While less well known to the investment community than some of BHP’s other senior executives, Henry, 53, has a reputation as a thoughtful, ethical, diligent leader, more a safe pair of hands than an aggressive company builder.

“He’s smart and dedicated and will apply himself with great diligence to the role. Mike leads by example,” said a former colleague who worked with Henry for several years.

“He’s a really straight up and down guy. He doesn’t play games and for a guy in that position, he has his ego totally in check,” said the source, who asked not to be named.

As head of BHP’s Australian operations, Henry has been responsible for the global miner’s vast iron ore, coal, copper and nickel assets in the country, leading nearly 40,000 people.

“He seems like a pretty good appointment. Obviously, he has a number of years of experience within BHP running a very large part of the organization from a profitability point of view. So, the level of experience is definitely there,” Ausbil Chief Investment Officer Paul Xiradis said.

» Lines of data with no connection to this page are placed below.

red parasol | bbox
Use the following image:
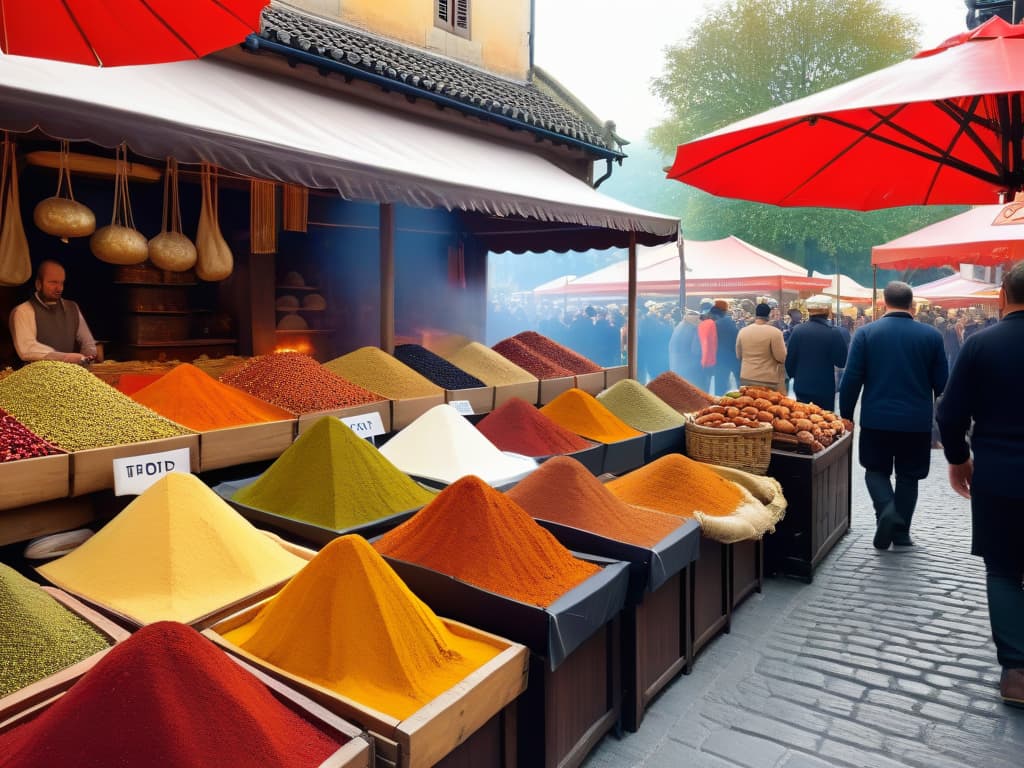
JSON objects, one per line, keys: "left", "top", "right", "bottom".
{"left": 0, "top": 0, "right": 267, "bottom": 67}
{"left": 667, "top": 17, "right": 1024, "bottom": 210}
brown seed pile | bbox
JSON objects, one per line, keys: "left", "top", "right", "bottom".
{"left": 221, "top": 352, "right": 384, "bottom": 414}
{"left": 445, "top": 342, "right": 539, "bottom": 386}
{"left": 492, "top": 338, "right": 575, "bottom": 380}
{"left": 323, "top": 347, "right": 443, "bottom": 399}
{"left": 513, "top": 331, "right": 602, "bottom": 374}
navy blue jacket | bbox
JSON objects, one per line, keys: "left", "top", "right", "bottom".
{"left": 785, "top": 316, "right": 847, "bottom": 405}
{"left": 936, "top": 310, "right": 1024, "bottom": 498}
{"left": 839, "top": 312, "right": 947, "bottom": 432}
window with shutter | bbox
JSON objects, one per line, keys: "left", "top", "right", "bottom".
{"left": 435, "top": 0, "right": 470, "bottom": 39}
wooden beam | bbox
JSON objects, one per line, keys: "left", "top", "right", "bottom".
{"left": 627, "top": 232, "right": 638, "bottom": 380}
{"left": 25, "top": 151, "right": 161, "bottom": 182}
{"left": 380, "top": 203, "right": 395, "bottom": 354}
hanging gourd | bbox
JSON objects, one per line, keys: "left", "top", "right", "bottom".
{"left": 0, "top": 133, "right": 31, "bottom": 286}
{"left": 90, "top": 143, "right": 148, "bottom": 265}
{"left": 33, "top": 140, "right": 95, "bottom": 242}
{"left": 148, "top": 157, "right": 196, "bottom": 272}
{"left": 195, "top": 163, "right": 233, "bottom": 281}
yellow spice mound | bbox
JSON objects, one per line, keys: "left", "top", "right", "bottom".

BHP highlighted Henry’s role in developing a BHP-wide operating system that has delivered big cost savings, as well championing diversity—doubling the number of female employees and boosting indigenous employment.

At a news conference on Nov. 14, Henry stressed the importance of safety, a key issue for BHP after it took a reputational hit from a Brazilian dam collapse in 2015, and said he would look to unlock more value from the company’s assets.

“We do live in an uncertain world,” he said. “That’s why...[we] need to be driving performance within the core business because that discipline, that performance, will be what will allow us to navigate an uncertain world in the right way that will continue to grow value.”

Henry, who has experience in Europe, North America and Asia and lives with his wife in Melbourne, will still need to win over some Australian fund managers, who would have preferred an outside appointment.

Some investors also cited a less than smooth performance of BHP’s Australian operations after a runaway iron ore train last year had to be forcibly derailed and underpeformance at the Olympic Dam copper mine in South Australia.

For Henry, who will take over on Jan. 1, 2020, it’s “day—45.”

“I need to get my feet under the desk. I want to spend time out engaging with our global operations, hearing from our people,” he said.